If working above U+FFFF is a problem n your program, then so is the basic stuff, too

by Michael S. Kaplan, published on 2007/10/23 10:01 -04:00, original URI: http://blogs.msdn.com/b/michkap/archive/2007/10/23/5617352.aspx


So yesterday, the question asked on a Win3 programming alias inside Microsoft was:

I am looking for some document on Windows support for Unicode characters above 0xFFFF. How well does Windows support these code points?

Since each character can no longer be represented by one wchar_t, does the programmer need to do something special?

Does WideCharToMultiByte with CP_UTF8 work with these code points?  (Are we going to see UTF-8 encoded character of more than 3 bytes?)

I really get nervous when questions like this get asked. :-)

Mainly because generally speaking, everything should work just fine -- any app that can support U+006f U+0308 (ö -- o with combining umlaut) properly can support U+d840 U+dc00 (𠀀, the first Extension B ideograph).

Of course there are applicatuions that are screwing up that simple Latin script cae, though such applications have bigger problems than supplementary characters!

Most developers don't need to care, since the level they work at is buffer allocations and size parameters -- which deals with literal WCHAR caloues, not what the user thinks of as a character....

But one of the most important points about supplementary characters I did not mention in The basics of supplementary is that since the high surrogates and low surrogates are each in their own unique ranges that do not overlap with themselves or any other character, they are much easier to work with than all of the olf lead byte/trail byte stuff in MBCS where some trail bytes were also lead bytes, etc. It makes all of these things much easier to handle....

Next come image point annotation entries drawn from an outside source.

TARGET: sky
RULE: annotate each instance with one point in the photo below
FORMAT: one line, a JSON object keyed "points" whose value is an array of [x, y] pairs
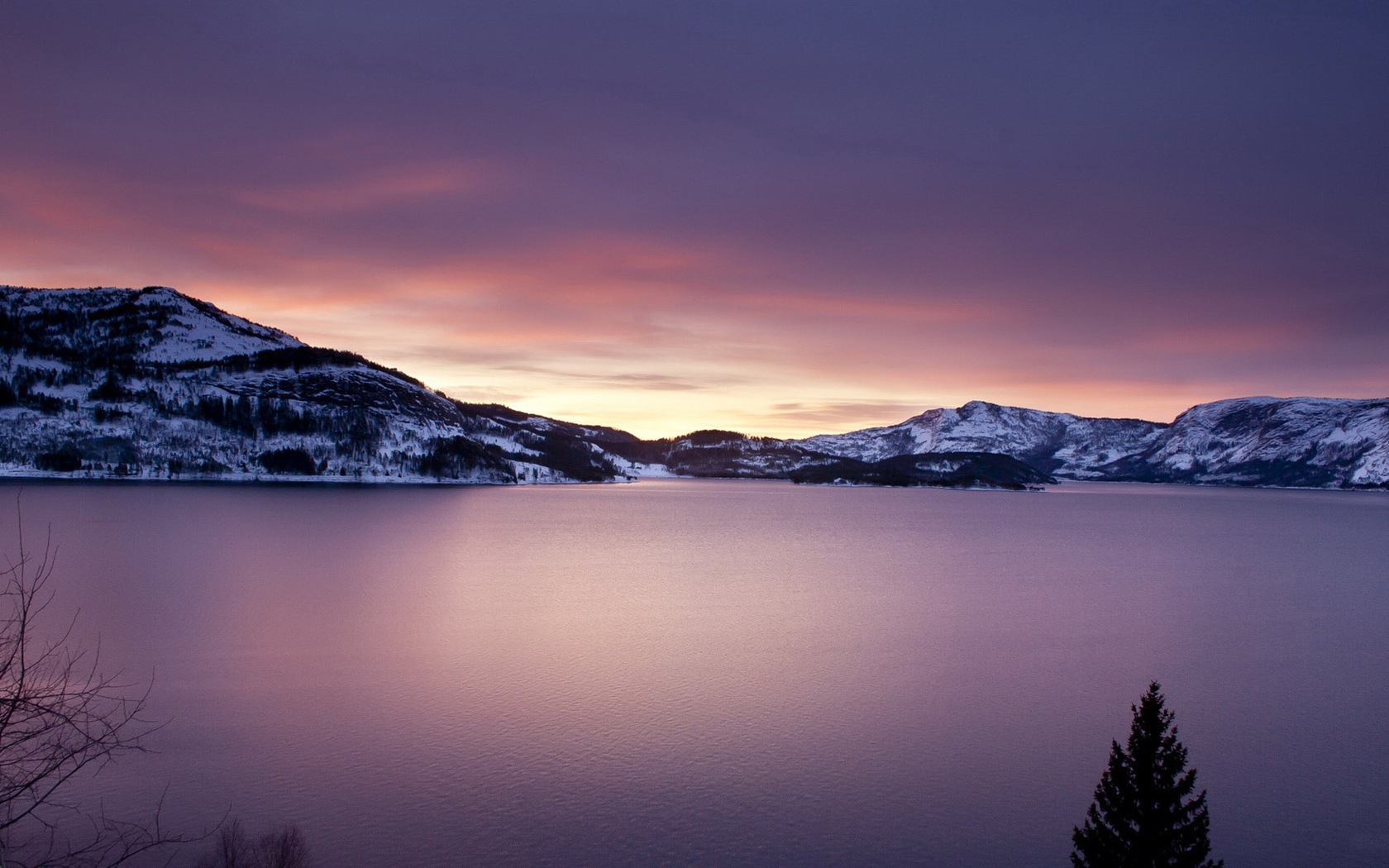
{"points": [[781, 218]]}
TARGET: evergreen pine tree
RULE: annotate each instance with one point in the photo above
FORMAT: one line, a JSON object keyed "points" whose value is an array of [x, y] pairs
{"points": [[1143, 814]]}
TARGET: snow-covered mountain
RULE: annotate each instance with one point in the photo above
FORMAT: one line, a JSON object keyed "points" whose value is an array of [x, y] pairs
{"points": [[1309, 442], [1306, 442], [153, 384], [1057, 443]]}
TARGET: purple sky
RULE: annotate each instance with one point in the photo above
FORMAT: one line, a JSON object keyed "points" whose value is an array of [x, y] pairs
{"points": [[776, 217]]}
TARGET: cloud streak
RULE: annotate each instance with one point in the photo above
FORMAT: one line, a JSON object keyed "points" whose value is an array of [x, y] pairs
{"points": [[731, 216]]}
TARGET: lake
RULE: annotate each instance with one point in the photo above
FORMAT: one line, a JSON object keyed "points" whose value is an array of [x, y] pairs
{"points": [[733, 672]]}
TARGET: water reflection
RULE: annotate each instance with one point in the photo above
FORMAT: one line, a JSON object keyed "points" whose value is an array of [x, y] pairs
{"points": [[737, 672]]}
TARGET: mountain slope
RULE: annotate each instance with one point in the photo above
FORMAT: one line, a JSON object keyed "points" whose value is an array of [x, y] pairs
{"points": [[1053, 442], [1301, 442], [151, 384]]}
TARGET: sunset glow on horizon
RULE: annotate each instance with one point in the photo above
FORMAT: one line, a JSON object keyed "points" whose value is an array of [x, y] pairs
{"points": [[774, 218]]}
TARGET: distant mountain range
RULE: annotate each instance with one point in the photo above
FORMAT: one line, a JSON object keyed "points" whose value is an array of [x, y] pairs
{"points": [[153, 384]]}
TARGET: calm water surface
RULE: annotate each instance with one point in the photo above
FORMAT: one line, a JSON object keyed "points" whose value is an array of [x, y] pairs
{"points": [[737, 672]]}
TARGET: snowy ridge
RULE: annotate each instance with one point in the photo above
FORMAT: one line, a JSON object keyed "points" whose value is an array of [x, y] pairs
{"points": [[1054, 442], [1267, 441], [1303, 442], [151, 384]]}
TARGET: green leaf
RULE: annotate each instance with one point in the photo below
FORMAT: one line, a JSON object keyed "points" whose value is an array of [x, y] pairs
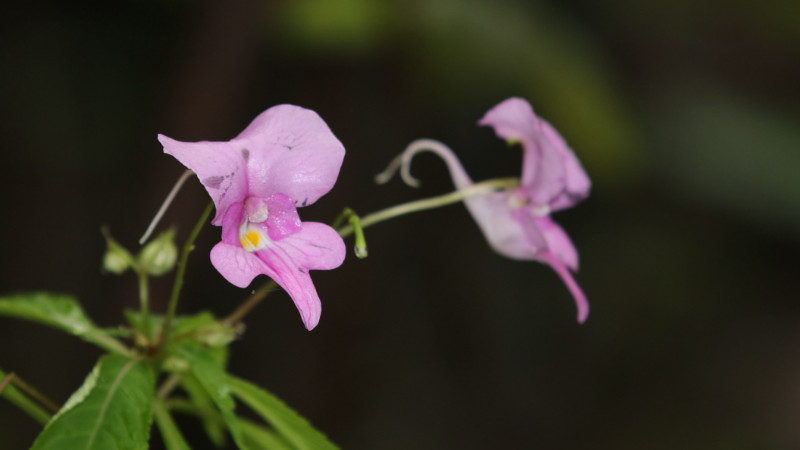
{"points": [[61, 312], [203, 401], [288, 423], [211, 375], [13, 395], [112, 410], [258, 437], [170, 434]]}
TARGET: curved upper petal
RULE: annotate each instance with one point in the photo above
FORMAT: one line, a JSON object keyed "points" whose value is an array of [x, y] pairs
{"points": [[290, 150], [551, 174], [576, 181], [219, 166], [558, 242], [577, 293]]}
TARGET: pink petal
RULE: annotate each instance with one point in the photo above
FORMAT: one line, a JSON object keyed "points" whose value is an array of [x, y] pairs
{"points": [[231, 222], [236, 264], [283, 219], [542, 170], [558, 242], [317, 246], [577, 183], [490, 211], [566, 277], [500, 227], [291, 151], [219, 166]]}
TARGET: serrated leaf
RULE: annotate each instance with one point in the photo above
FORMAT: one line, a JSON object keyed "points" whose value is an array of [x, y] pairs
{"points": [[211, 375], [258, 437], [201, 398], [62, 312], [111, 411], [294, 428], [170, 434]]}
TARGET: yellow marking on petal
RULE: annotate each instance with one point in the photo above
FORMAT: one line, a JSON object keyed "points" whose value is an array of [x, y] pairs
{"points": [[252, 240], [253, 237]]}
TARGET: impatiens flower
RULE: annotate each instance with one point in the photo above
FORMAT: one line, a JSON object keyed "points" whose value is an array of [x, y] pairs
{"points": [[517, 222], [285, 159]]}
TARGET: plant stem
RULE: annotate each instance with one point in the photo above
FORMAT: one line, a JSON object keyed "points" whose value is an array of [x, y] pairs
{"points": [[144, 301], [176, 287], [432, 202]]}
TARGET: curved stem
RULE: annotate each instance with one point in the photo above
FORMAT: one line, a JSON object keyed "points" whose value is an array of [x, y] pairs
{"points": [[432, 202], [9, 391], [176, 287], [144, 302], [167, 201]]}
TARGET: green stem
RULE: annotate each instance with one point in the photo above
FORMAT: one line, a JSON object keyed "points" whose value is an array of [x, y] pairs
{"points": [[13, 395], [176, 287], [432, 202], [144, 302]]}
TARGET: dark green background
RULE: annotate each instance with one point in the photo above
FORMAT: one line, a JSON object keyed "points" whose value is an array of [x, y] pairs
{"points": [[684, 113]]}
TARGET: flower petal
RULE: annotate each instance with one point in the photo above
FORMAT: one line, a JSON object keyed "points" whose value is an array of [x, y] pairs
{"points": [[283, 219], [291, 150], [566, 277], [558, 242], [576, 181], [315, 247], [288, 261], [236, 264], [542, 171], [220, 166], [551, 174]]}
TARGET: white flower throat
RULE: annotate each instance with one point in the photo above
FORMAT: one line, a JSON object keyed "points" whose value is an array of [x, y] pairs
{"points": [[252, 232]]}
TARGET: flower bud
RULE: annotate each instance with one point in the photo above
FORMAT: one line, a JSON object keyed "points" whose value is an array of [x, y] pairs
{"points": [[116, 260], [160, 255]]}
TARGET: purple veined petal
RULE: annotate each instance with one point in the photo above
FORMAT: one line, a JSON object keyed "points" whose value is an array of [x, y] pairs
{"points": [[316, 247], [231, 222], [558, 242], [236, 264], [577, 293], [283, 219], [287, 262], [290, 150], [220, 168], [240, 267], [526, 222], [576, 181], [543, 173]]}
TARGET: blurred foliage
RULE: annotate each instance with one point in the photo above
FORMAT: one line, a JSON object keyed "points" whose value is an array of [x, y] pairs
{"points": [[684, 113]]}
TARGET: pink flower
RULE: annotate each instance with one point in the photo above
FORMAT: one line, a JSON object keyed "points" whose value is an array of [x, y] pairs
{"points": [[517, 223], [285, 159]]}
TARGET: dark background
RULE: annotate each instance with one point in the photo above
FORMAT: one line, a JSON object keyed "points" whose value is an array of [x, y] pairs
{"points": [[684, 113]]}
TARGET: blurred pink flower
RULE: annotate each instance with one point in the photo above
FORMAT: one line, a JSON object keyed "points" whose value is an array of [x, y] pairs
{"points": [[517, 223], [285, 159]]}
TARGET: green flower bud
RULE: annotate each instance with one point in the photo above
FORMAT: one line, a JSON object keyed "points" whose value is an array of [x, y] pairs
{"points": [[116, 260], [160, 255]]}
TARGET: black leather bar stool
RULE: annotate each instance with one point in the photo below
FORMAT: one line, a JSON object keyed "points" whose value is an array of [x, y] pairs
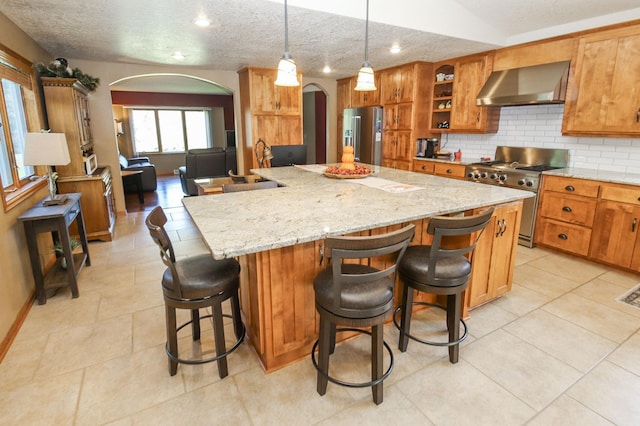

Dave then added another bit to the question:

What if the application does simple parsing for ‘ANSI’ type characters?  Examples: ‘/’, ‘.’, etc.  Ones commonly used in paths or command lines.  Unaware WCHAR parsing could accidentally pick up those characters in the 2nd half of a 4 byte character.  Is there an easy way to avoid this problem?

It seems that this could be a problem if UTF-8 characters can be in a filename. Or anything that can be interpreted as a path.

This would be avoided if UTF-8 is designed to exclude the “zero-extended ANSI characters” (for lack of a shorter name) from the 2nd half of a 4 byte character.

If this were true it would be more of a worry, but then it is hard to know why UTF-8 has to be included if you are on Windows where all the file paths are in UTF-16, not UTF-8...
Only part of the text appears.